Pas vraiment. Weber a compris que, sans les personnages d’origine, le texte prend une toute autre dimension : « Avec les vrais protagonistes, on a affaire à un document historique. Si c’est joué, une distance se met en place et l’on se trouve dans l’interprétation. » (L’Obs). Alors, ce fameux débat entre deux sacrés monstres, celui qui vit Mitterrand vaincre Chirac après un affrontement sauvage dont seul le ton était moucheté (et encore, pas tout le temps) le 28 avril 1988, ce document n’était donc pas qu’un monument historique figé. Et Weber est allé chercher François Morel (qui joue Chirac) pour le dire, sur une scène et pas dans un studio de télévision. C’était entre les deux tours de la dernière présidentielle. Mais Weber est un récidiviste.

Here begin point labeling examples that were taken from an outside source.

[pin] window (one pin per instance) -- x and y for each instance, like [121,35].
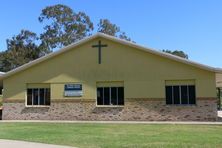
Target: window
[180,94]
[110,96]
[38,96]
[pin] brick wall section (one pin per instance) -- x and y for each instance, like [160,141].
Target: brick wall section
[133,110]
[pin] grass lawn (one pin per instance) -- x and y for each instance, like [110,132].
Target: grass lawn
[115,135]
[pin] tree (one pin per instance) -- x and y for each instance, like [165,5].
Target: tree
[64,26]
[105,26]
[21,49]
[179,53]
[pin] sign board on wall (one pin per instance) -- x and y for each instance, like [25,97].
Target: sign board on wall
[73,90]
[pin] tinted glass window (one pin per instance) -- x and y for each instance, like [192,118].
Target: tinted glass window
[192,94]
[114,96]
[120,95]
[106,96]
[169,96]
[184,94]
[176,95]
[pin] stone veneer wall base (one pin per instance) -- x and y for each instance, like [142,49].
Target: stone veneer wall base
[133,110]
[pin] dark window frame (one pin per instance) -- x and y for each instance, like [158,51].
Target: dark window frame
[170,98]
[112,101]
[43,97]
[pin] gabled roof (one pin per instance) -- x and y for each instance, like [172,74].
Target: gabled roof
[115,39]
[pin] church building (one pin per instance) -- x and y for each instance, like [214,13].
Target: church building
[106,78]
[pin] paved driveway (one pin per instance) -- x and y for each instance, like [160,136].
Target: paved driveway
[22,144]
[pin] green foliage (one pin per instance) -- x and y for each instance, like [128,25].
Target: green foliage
[179,53]
[21,49]
[115,135]
[105,26]
[63,26]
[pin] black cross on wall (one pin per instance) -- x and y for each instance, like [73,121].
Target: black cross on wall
[99,46]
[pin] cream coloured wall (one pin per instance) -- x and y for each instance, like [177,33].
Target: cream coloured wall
[143,73]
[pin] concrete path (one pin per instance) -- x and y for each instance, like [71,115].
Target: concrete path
[22,144]
[112,122]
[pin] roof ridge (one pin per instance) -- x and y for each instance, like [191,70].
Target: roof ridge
[122,41]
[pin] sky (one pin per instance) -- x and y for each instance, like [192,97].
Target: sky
[194,26]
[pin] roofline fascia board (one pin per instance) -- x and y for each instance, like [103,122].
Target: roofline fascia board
[115,39]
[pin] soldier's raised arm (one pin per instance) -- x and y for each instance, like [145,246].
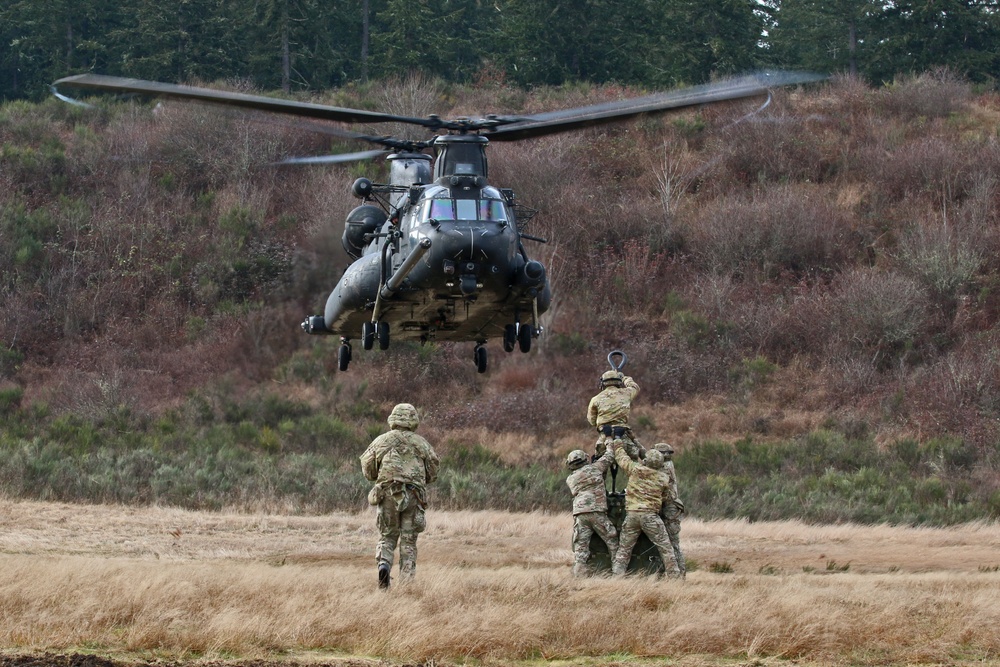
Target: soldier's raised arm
[369,463]
[592,412]
[631,385]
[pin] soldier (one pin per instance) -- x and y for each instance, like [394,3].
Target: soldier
[590,506]
[609,411]
[645,494]
[400,463]
[672,510]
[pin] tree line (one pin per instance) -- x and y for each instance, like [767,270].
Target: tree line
[318,44]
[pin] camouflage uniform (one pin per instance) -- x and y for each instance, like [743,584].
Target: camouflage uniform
[590,508]
[672,510]
[400,463]
[610,409]
[646,491]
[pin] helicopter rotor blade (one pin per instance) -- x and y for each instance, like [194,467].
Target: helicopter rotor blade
[514,129]
[304,109]
[334,159]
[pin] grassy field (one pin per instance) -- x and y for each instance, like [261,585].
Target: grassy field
[492,588]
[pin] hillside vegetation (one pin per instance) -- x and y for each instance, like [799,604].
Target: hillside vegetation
[807,296]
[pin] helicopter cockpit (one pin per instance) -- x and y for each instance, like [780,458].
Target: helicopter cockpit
[441,207]
[460,156]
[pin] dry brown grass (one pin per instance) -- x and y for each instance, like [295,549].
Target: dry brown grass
[491,586]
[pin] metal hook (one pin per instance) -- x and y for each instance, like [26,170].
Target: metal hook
[619,365]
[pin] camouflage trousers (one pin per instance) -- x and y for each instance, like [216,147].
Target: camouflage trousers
[672,522]
[584,527]
[634,450]
[651,524]
[396,526]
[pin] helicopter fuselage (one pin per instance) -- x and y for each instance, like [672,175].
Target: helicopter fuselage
[471,278]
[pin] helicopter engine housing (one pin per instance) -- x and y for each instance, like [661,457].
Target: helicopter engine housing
[362,221]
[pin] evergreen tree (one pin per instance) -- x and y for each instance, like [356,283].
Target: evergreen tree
[826,36]
[43,40]
[959,34]
[442,38]
[203,39]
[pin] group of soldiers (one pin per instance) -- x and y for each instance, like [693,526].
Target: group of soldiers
[402,463]
[652,505]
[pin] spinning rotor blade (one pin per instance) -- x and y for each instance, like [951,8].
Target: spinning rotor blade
[335,159]
[304,109]
[570,119]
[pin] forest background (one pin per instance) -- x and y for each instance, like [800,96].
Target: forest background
[807,294]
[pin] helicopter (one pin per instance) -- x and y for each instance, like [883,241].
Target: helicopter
[438,253]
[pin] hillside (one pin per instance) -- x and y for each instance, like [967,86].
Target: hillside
[810,287]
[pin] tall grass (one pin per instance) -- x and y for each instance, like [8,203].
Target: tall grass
[490,586]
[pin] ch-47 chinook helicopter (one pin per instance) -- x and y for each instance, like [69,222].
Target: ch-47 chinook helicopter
[438,251]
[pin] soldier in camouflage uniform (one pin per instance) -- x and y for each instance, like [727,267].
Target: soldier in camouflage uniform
[590,506]
[672,511]
[400,463]
[646,492]
[609,411]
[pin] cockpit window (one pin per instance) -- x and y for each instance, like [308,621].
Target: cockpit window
[466,209]
[490,210]
[442,209]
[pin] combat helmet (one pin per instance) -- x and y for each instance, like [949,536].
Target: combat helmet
[613,378]
[404,416]
[665,449]
[576,459]
[654,459]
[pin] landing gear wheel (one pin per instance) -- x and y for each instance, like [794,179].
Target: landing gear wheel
[509,337]
[524,335]
[382,332]
[368,335]
[344,356]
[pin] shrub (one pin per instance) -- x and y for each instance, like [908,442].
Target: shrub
[932,94]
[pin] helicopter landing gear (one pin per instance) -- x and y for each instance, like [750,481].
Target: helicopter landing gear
[525,333]
[479,356]
[344,355]
[368,335]
[509,337]
[382,333]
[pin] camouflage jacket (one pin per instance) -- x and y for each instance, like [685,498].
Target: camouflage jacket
[668,467]
[587,486]
[400,456]
[612,405]
[647,487]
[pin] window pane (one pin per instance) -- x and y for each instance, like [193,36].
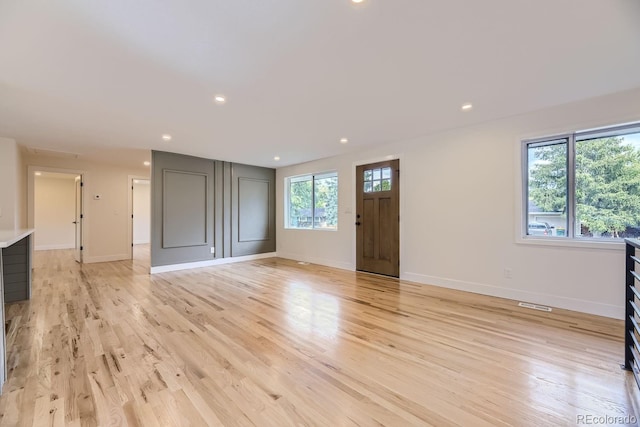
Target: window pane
[547,189]
[326,197]
[608,187]
[300,202]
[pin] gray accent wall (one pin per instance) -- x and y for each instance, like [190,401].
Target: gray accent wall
[199,204]
[252,210]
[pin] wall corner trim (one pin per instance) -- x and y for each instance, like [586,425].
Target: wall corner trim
[208,263]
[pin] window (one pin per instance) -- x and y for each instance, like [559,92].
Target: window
[584,185]
[312,201]
[377,180]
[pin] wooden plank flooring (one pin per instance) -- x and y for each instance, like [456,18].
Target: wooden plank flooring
[274,343]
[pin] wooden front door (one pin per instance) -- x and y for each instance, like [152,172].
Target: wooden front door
[378,218]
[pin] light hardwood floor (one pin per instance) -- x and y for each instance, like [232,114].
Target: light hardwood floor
[274,343]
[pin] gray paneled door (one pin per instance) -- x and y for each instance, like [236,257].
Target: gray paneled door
[252,210]
[182,203]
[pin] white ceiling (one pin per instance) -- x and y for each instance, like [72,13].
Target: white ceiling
[98,77]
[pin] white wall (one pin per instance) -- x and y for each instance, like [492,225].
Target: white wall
[10,168]
[54,212]
[460,213]
[141,212]
[106,230]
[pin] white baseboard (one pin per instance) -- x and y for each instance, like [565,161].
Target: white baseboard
[574,304]
[314,260]
[208,263]
[54,247]
[105,258]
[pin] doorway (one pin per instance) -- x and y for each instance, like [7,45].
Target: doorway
[57,211]
[140,219]
[378,218]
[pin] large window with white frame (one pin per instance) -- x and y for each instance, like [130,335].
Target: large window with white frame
[583,185]
[312,201]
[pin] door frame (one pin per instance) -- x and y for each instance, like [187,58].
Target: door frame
[352,210]
[130,179]
[31,170]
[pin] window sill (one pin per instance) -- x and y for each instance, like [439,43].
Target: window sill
[585,243]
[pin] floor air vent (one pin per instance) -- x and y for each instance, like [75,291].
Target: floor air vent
[534,306]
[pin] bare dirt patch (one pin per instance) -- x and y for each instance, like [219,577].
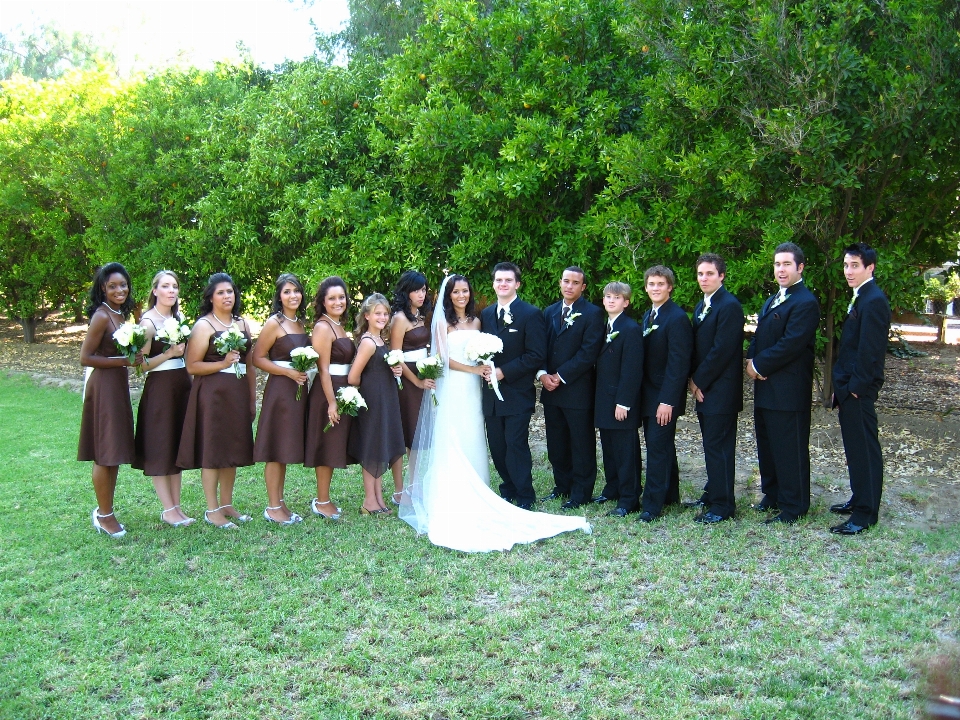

L’idée date d’autres « débats historiques », ceux qui ont opposé Mitterrand à Giscard d’Estaing en 1974 et 1981. Dix ans tout juste avant qu’il ne s’attaque au Mitterrand/Chirac, il les avait (re)joués (avec Jean-François Balmer), déjà entre les deux tours de la présidentielle de l’époque.

Un texte shakespearien

Donc, un texte, et pas n’importe lequel. D’abord un texte « bien écrit ». Ces deux-là savent parler. Un texte qui est l’aboutissement d’une guerre : « Oui, il y a bien quelque chose de shakespearien dans ce combat d’homme à homme, un Prince défie le vieux Roi » dit Weber. Un texte avec ses répliques mythiques (« Vous avez tout à fait raison Monsieur le Premier ministre », « Vous n’avez pas le monopole du cœur », pris à… Giscard d’Estaing)Un texte qui parfois peut devenir drôle, lorsque, aussi brillant soit-il, un protagoniste rate une réponse. Le théâtre est impitoyable.

Pour le dire, deux grand acteurs, qui se refusent à singer les « comédiens » de la première : « Ni François Morel ni moi ne sommes des imitateurs. Ce qui est intéressant, c’est qu’il y ait un autre son, un autre rythme, une mise en jeu différente. Un rapport ludique supplémentaire nous est permis puisqu’il s’agit de théâtre. Le spectateur n’a plus à se demander pour qui il va voter. »

Un spectacle, donc. Un grand spectacle qui conduit le spectateur à s’interroger, évidemment. Et à constater, comme Morel, que « on y verra qu’il y a vingt-cinq ans, les sujets du débat étaient les mêmes : le chômage, l’immigration… Si ce n’est que la situation a empiré. »

Alors, un spectacle actuel. Jacques Weber, encore : « Ce débat fut « joué » et enregistré, il dort à présent dans les archives de l’INA, nous le « jouons » et comme le disait Louis Jouvet : « Au théâtre on joue, au cinéma on a joué ».